Lawmakers again reject Baker’s plan to rein in health care costs
Massachusetts legislators, in a showdown with Governor Charlie Baker, again rebuffed his plan to curb the state’s rising health care costs, in part by moving some poor adults off of the state’s health care safety net program.
The Democrat-controlled House and Senate on Wednesday approved a related Baker proposal to raise $200 million a year for the state’s Medicaid program through new fees on employers and use it to help fund health costs. But they rejected a complementary set of proposals to curb spending, which Baker wanted lawmakers to approve as a package.
The governor could accept or veto their decision. It was not immediately clear how he would respond. Democrats in the Legislature have enough votes to override his veto.
The policy dispute between the governor and lawmakers, who generally get along, highlights the immense challenge of helping the poor while keeping public spending in check. It also puts Baker in a difficult spot with the business community, which supports paying new fees only if the state also implements the governor’s cost-cutting plan.
Business groups said Wednesday that they would urge Baker to use the veto.
“It’s disappointing,” Jon B. Hurst, president of the Retailers Association of Massachusetts, said of the Legislature’s votes. “There doesn’t seem to be the political will at this time to do what we think are reasonable expense reforms.”

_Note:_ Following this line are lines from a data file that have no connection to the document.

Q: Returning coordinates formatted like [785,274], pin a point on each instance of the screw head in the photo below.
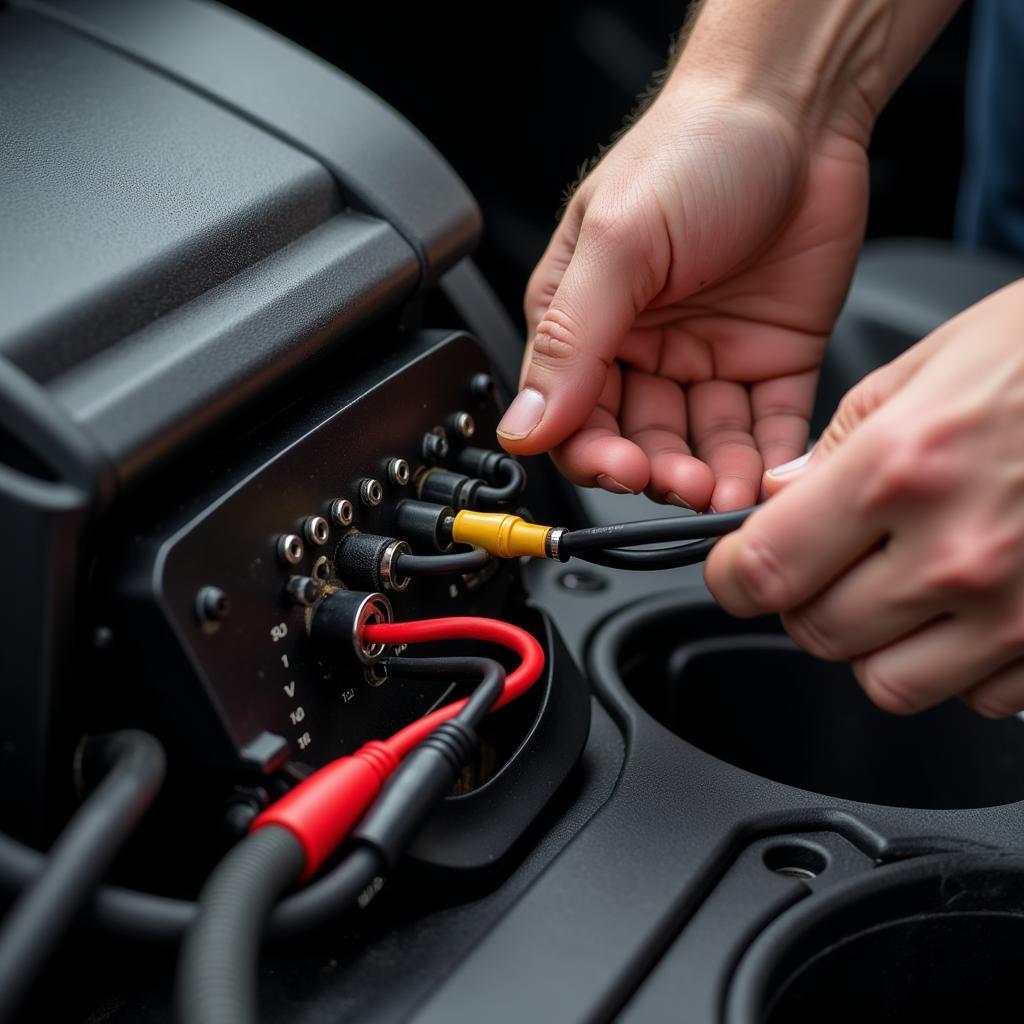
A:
[302,590]
[212,605]
[291,549]
[481,387]
[464,425]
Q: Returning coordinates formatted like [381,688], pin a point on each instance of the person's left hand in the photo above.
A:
[899,542]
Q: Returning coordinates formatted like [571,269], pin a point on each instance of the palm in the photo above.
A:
[713,378]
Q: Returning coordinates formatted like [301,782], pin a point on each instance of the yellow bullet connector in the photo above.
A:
[505,536]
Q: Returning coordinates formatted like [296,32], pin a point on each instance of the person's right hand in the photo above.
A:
[680,312]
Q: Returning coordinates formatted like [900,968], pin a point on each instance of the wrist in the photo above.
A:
[825,67]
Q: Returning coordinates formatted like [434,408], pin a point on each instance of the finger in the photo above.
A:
[806,537]
[1000,694]
[720,429]
[653,416]
[946,657]
[597,454]
[578,337]
[781,410]
[875,603]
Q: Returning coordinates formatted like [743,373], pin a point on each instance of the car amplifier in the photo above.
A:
[223,358]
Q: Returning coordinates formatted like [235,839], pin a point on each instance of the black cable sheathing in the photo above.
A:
[491,496]
[457,562]
[67,878]
[648,560]
[409,798]
[164,919]
[627,535]
[217,974]
[489,673]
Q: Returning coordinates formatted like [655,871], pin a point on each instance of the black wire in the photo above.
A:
[217,970]
[454,563]
[498,497]
[489,673]
[655,558]
[69,876]
[164,919]
[626,535]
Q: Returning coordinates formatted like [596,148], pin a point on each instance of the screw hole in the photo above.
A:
[796,860]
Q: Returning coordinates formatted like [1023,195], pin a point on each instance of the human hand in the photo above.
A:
[681,310]
[899,542]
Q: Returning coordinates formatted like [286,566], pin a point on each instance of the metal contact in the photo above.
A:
[303,590]
[375,608]
[291,549]
[316,529]
[390,577]
[553,541]
[398,472]
[463,424]
[342,511]
[371,492]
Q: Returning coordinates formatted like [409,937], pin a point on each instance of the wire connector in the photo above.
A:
[502,534]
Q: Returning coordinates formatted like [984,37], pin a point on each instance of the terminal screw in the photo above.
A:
[302,590]
[481,387]
[212,605]
[316,529]
[371,492]
[462,424]
[435,444]
[291,549]
[398,471]
[341,511]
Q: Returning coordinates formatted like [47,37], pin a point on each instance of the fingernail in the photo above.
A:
[790,467]
[610,483]
[522,416]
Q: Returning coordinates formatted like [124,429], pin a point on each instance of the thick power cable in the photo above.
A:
[453,563]
[217,976]
[69,876]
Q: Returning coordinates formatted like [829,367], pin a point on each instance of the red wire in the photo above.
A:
[322,810]
[460,628]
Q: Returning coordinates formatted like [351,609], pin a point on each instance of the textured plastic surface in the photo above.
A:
[384,166]
[125,196]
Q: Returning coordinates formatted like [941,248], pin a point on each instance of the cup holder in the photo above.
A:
[934,940]
[742,692]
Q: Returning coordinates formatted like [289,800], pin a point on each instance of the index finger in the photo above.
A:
[801,540]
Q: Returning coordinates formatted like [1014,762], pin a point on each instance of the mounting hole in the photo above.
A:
[796,860]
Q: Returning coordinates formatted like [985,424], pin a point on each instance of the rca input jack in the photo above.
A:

Baker presented his health care proposals in late June, when members of the House and Senate were already in the final stages of drafting state budget legislation. Lawmakers didn’t include Baker’s proposals in their budget, saying they didn’t have enough time to fully consider the complex set of ideas, which would affect hundreds of thousands of people.
Last week, Baker again urged lawmakers to approve his plan. But, in one of the biggest clashes yet between the Republican governor and Democratic Legislature, lawmakers rejected Baker a second time.
Baker administration officials had presented their health care plan as a common-sense approach to reining in the costs of the state Medicaid program, or MassHealth, which covers 1.9 million people. Perhaps their most significant proposal would move 140,000 adults, including 100,000 parents, from MassHealth onto subsidized health plans on the state Health Connector.
These adults would not have to pay premiums, but they would be hit with higher out-of-pocket costs — on average, about 3 percent of their income. They also would have to pay extra for dental benefits, unless they sought dental care at community health centers.
The change would apply to adults just over the poverty line, earning between $16,240 and $21,600 a year for a household of two.
Additionally, Baker proposed barring many low-income adults from obtaining MassHealth if they have access to affordable coverage from their employers.
Administration officials have warned that without these changes to MassHealth, they might be forced to make cuts to state spending, on top of what some lawmakers have described as the most painful funding levels in years.
But legislators, at least for now, are siding with health care advocates who argued that the governor’s plan would hurt poor families who can’t afford even modest hikes in what they pay for health care.
“There is considerable uncertainty around the effects this plan will have on low-income individuals, the elderly, and the disabled,” State Representative Jeffrey Sánchez, a Boston Democrat, said on the House floor Wednesday.
“There is no easy solution to tackle rising health care costs,” added Sánchez, the House budget chief.
Brian Rosman, policy director at Health Care For All, said he was glad lawmakers heard advocates’ concerns.
“We’re really pleased that they rejected the governor’s Medicaid cuts, which would really have been detrimental to people who depend on Medicaid,” he said.
Medicaid, or MassHealth, accounts for about $16 billion in public spending in Massachusetts, which is split between the state and federal governments.
“At the Legislature’s request, the administration presented lawmakers with a comprehensive package that ensures quality health care coverage for residents [and] addresses the health care safety net’s fiscal sustainability over time while protecting taxpayers from having to pick up the bill for more individuals’ health care,” a Baker spokeswoman, Lizzy Guyton, said in a statement. “The administration looks forward to continuing to work collaboratively on solutions.”
Sánchez said the health care debate isn’t over and indicated that legislators may continue to deliberate Baker’s ideas for changing MassHealth at some point in the future. Senate leaders have said that they are also working on legislation to tackle health care costs.
Wednesday’s vote came one day after a lengthy State House hearing on the governor’s proposals. At the hearing, Democratic legislators were skeptical of the proposals and questioned the wisdom of making big changes to MassHealth at a time when Republicans in Congress are trying to repeal and replace the national Affordable Care Act.
The plan approved by state legislators Wednesday would slow the rate of growth for unemployment insurance rates that employers pay to the state, in exchange for charging employers higher fees on health care. But business leaders said that is not enough. They said the state must get serious about containing MassHealth, or it will continue to squeeze out other important budget priorities.
“We’re talking about a program that has become the dominant feature of state spending,” said Mark Gallagher, executive vice president at the Massachusetts High Technology Council, an employer group. “We have to get serious in addressing the underlying cost drivers.”